Managers are often aware when employees resist change. Resistance is usually a visible thing – people complain, tell negative stories, or get annoyed.
But change fatigue is hidden and managers often fail to recognise it. According to McMillan & Perron (2013), “staff experiencing change fatigue simply shut off and become withdrawn, taking no steps to address issues relating to change initiatives.”
Here are some factors that contribute to change fatigue:
- Perceived lack of control – employees feel they have no control over how the change is handled and become resigned to the process
- Unrealistically high expectations – managers have high levels of expectations for success, but employees are disillusioned by past failures
- Emotional exhaustion and burn-out – change is unrelenting and employees feel overwhelmed by it
Signs of change fatigue
Change fatigue is hard to notice, because dissent is not apparent. But here are some things to look out for:
- Passive acceptance of proposed changes – there is little debate, few questions, and people seem to just accept the inevitable. Managers might mistake this for people being ‘on-board’, but they are not
- People shut off and withdraw – they become unresponsive to communications and do not participate much during meetings. They show little interest or excitement about the change
- Disengagement – employees fail to engage in change processes and show little enthusiasm or motivation for them
- Increased absenteeism – employees take more time off from work
Effects of change fatigue
Change fatigue makes change more likely to fail because employees don’t support the processes or engage with the vision.
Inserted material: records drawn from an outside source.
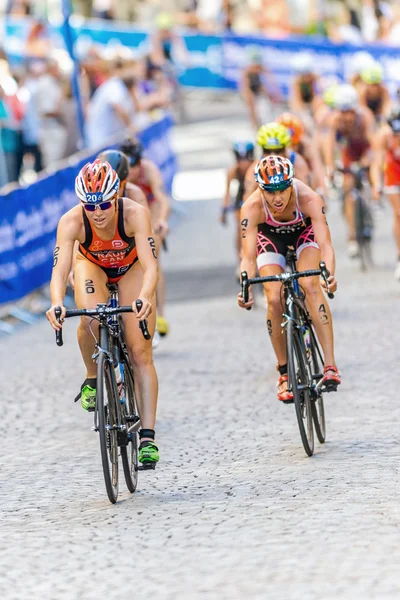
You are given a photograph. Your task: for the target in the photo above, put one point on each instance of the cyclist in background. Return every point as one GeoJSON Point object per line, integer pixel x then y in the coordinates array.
{"type": "Point", "coordinates": [351, 132]}
{"type": "Point", "coordinates": [304, 96]}
{"type": "Point", "coordinates": [359, 61]}
{"type": "Point", "coordinates": [254, 89]}
{"type": "Point", "coordinates": [116, 245]}
{"type": "Point", "coordinates": [374, 93]}
{"type": "Point", "coordinates": [322, 117]}
{"type": "Point", "coordinates": [244, 155]}
{"type": "Point", "coordinates": [385, 168]}
{"type": "Point", "coordinates": [145, 174]}
{"type": "Point", "coordinates": [168, 50]}
{"type": "Point", "coordinates": [302, 144]}
{"type": "Point", "coordinates": [285, 212]}
{"type": "Point", "coordinates": [274, 138]}
{"type": "Point", "coordinates": [120, 163]}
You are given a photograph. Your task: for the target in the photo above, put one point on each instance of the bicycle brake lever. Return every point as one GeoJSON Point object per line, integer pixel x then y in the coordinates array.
{"type": "Point", "coordinates": [59, 340]}
{"type": "Point", "coordinates": [245, 288]}
{"type": "Point", "coordinates": [325, 274]}
{"type": "Point", "coordinates": [143, 324]}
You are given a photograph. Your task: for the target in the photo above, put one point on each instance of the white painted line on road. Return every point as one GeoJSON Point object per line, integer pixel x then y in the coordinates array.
{"type": "Point", "coordinates": [199, 185]}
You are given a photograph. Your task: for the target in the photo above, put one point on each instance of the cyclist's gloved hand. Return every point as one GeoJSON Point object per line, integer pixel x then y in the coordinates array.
{"type": "Point", "coordinates": [376, 194]}
{"type": "Point", "coordinates": [223, 216]}
{"type": "Point", "coordinates": [249, 303]}
{"type": "Point", "coordinates": [51, 316]}
{"type": "Point", "coordinates": [332, 283]}
{"type": "Point", "coordinates": [145, 311]}
{"type": "Point", "coordinates": [161, 228]}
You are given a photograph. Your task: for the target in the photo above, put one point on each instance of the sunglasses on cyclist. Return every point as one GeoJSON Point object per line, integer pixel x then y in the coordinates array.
{"type": "Point", "coordinates": [278, 187]}
{"type": "Point", "coordinates": [101, 205]}
{"type": "Point", "coordinates": [267, 152]}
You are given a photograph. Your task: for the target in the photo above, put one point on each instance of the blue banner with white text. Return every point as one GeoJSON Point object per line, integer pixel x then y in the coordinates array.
{"type": "Point", "coordinates": [215, 61]}
{"type": "Point", "coordinates": [30, 215]}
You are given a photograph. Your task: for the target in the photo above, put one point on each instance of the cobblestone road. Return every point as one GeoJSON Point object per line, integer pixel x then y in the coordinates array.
{"type": "Point", "coordinates": [235, 509]}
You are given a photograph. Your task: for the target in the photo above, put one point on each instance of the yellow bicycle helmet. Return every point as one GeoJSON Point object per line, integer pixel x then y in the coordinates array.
{"type": "Point", "coordinates": [372, 74]}
{"type": "Point", "coordinates": [164, 21]}
{"type": "Point", "coordinates": [273, 136]}
{"type": "Point", "coordinates": [329, 96]}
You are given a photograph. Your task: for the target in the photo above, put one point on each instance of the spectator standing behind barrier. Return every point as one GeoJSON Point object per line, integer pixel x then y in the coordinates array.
{"type": "Point", "coordinates": [31, 121]}
{"type": "Point", "coordinates": [50, 98]}
{"type": "Point", "coordinates": [8, 141]}
{"type": "Point", "coordinates": [253, 87]}
{"type": "Point", "coordinates": [111, 109]}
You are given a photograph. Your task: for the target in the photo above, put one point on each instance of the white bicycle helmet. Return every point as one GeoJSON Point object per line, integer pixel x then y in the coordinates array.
{"type": "Point", "coordinates": [96, 182]}
{"type": "Point", "coordinates": [303, 63]}
{"type": "Point", "coordinates": [346, 97]}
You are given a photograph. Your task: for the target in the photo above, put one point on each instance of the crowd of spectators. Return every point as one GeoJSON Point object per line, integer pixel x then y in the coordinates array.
{"type": "Point", "coordinates": [352, 21]}
{"type": "Point", "coordinates": [120, 93]}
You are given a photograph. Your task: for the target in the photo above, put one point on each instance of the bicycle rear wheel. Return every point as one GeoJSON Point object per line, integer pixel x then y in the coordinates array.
{"type": "Point", "coordinates": [317, 401]}
{"type": "Point", "coordinates": [299, 384]}
{"type": "Point", "coordinates": [363, 226]}
{"type": "Point", "coordinates": [129, 453]}
{"type": "Point", "coordinates": [107, 424]}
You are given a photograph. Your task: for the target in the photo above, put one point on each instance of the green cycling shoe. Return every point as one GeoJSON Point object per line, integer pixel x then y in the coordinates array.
{"type": "Point", "coordinates": [148, 454]}
{"type": "Point", "coordinates": [87, 395]}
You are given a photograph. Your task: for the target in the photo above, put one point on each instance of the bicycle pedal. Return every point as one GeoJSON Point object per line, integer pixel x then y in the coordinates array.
{"type": "Point", "coordinates": [330, 387]}
{"type": "Point", "coordinates": [122, 438]}
{"type": "Point", "coordinates": [132, 418]}
{"type": "Point", "coordinates": [147, 467]}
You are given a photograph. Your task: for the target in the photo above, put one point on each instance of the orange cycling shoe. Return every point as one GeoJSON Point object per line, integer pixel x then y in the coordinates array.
{"type": "Point", "coordinates": [283, 394]}
{"type": "Point", "coordinates": [331, 378]}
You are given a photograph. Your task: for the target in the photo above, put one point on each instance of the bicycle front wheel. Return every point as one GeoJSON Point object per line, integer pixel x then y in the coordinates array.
{"type": "Point", "coordinates": [363, 225]}
{"type": "Point", "coordinates": [107, 424]}
{"type": "Point", "coordinates": [317, 401]}
{"type": "Point", "coordinates": [299, 385]}
{"type": "Point", "coordinates": [129, 453]}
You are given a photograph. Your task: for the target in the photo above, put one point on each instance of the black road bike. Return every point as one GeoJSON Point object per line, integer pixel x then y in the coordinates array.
{"type": "Point", "coordinates": [305, 360]}
{"type": "Point", "coordinates": [116, 416]}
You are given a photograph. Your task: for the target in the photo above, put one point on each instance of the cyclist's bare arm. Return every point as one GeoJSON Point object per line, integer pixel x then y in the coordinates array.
{"type": "Point", "coordinates": [370, 125]}
{"type": "Point", "coordinates": [230, 176]}
{"type": "Point", "coordinates": [68, 231]}
{"type": "Point", "coordinates": [331, 144]}
{"type": "Point", "coordinates": [137, 223]}
{"type": "Point", "coordinates": [378, 162]}
{"type": "Point", "coordinates": [244, 86]}
{"type": "Point", "coordinates": [317, 168]}
{"type": "Point", "coordinates": [387, 102]}
{"type": "Point", "coordinates": [295, 101]}
{"type": "Point", "coordinates": [250, 217]}
{"type": "Point", "coordinates": [133, 192]}
{"type": "Point", "coordinates": [301, 169]}
{"type": "Point", "coordinates": [311, 204]}
{"type": "Point", "coordinates": [121, 113]}
{"type": "Point", "coordinates": [250, 184]}
{"type": "Point", "coordinates": [155, 179]}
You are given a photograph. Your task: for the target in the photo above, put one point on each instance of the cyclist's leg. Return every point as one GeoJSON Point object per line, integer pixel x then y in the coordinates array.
{"type": "Point", "coordinates": [140, 350]}
{"type": "Point", "coordinates": [271, 260]}
{"type": "Point", "coordinates": [393, 193]}
{"type": "Point", "coordinates": [161, 288]}
{"type": "Point", "coordinates": [89, 288]}
{"type": "Point", "coordinates": [238, 235]}
{"type": "Point", "coordinates": [308, 258]}
{"type": "Point", "coordinates": [274, 312]}
{"type": "Point", "coordinates": [348, 188]}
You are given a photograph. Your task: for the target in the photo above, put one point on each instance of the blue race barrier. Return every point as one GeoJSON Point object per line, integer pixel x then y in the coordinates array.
{"type": "Point", "coordinates": [30, 216]}
{"type": "Point", "coordinates": [216, 61]}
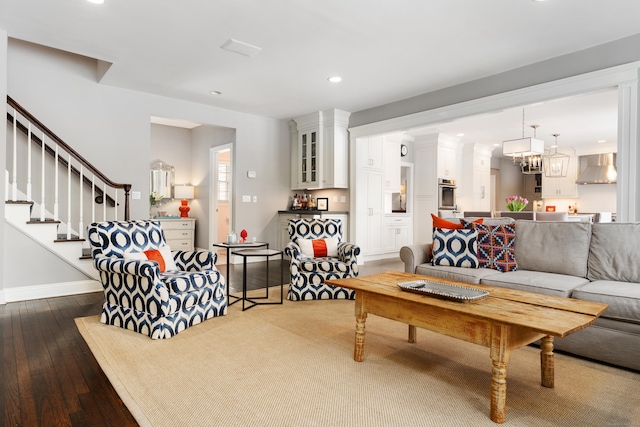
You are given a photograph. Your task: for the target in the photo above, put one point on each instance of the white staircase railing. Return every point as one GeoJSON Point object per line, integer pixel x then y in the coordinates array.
{"type": "Point", "coordinates": [50, 172]}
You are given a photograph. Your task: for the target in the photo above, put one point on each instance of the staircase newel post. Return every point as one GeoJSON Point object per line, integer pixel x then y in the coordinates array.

Their apathy, disillusionment, feelings of powerlessness, and their disconnectedness from the change process present serious risks that make failure more likely. Change fatigue may even be a more serious problem than resistance because resistance is more apparent and, in that sense, easier to deal with. Change fatigue is a hidden killer.
How to overcome change fatigue
It would be easy to believe that change fatigue results from the frequency of change or how it’s managed. While these factors certainly play a part, the problem with this view is that it focuses on the organisational system and ignores the employee. It’s a systemic approach, and, while the system plays a part, it doesn’t play the only part. It may not even play the major part.
So, what else could be going on here? I suggest that internal change fitness strengths or limitations impact the person’s susceptibility to change fatigue. Helping employees build change fitness builds their resistance to change fatigue, and decreases their resistance to change.